Here is what I came up with. I feel like it gives a good compromise for simple code and quick compile times. It is a shifter, with every other bit high, therefore every FF should be switching every clock cycle (after it has been setup). The signal could be initialized at the beginning if desired, but it shouldn't take more than a second or two, depending on your clock, to reach equilibrium.
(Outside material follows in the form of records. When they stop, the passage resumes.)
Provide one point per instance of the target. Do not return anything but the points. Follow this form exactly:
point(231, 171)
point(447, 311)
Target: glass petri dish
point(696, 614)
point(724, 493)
I used an led as an output to prevent optimizing of the circuit.

architecture Behavioral of top is
signal shifter : std_logic_vector(<insert size> downto 0) := (others => '0');
begin    
        process(clk)
    begin
        if(clk'event and clk = '1')then
            shift_bit <= not shift_bit;
                shifter <= shift_bit & shifter(shifter'high downto 1);
        end if;
    end process;

led <= shifter(0);
end Behavioral;

OTHER TIPS

In VHDL 2008 you can xor a bunch of bits like this:

signal wide : std_logic_vector(1000 downto 0);
signal narrow : std_logic;

narrow <= xor wide;

Not sure if ISE supports that.

You could use a function like:

function xor_vector(i:std_logic_vector) returns std_logic is
  variable ret:std_logic:=i(i'low);
begin
  for c in i'low+1 to i'high loop
    ret := ret xor i(c);
  end loop;
  return ret;
end function;

(Untested, just typed straight in - might need syntax tweaks!)

For power dissipation, you might try feeding an alternating '1' and '0' pattern into a shift register rather than a counter - then all the bits will change every cycle. Put a reset on the shift register to ensure that the tools don't infer SRL16 to be more efficient.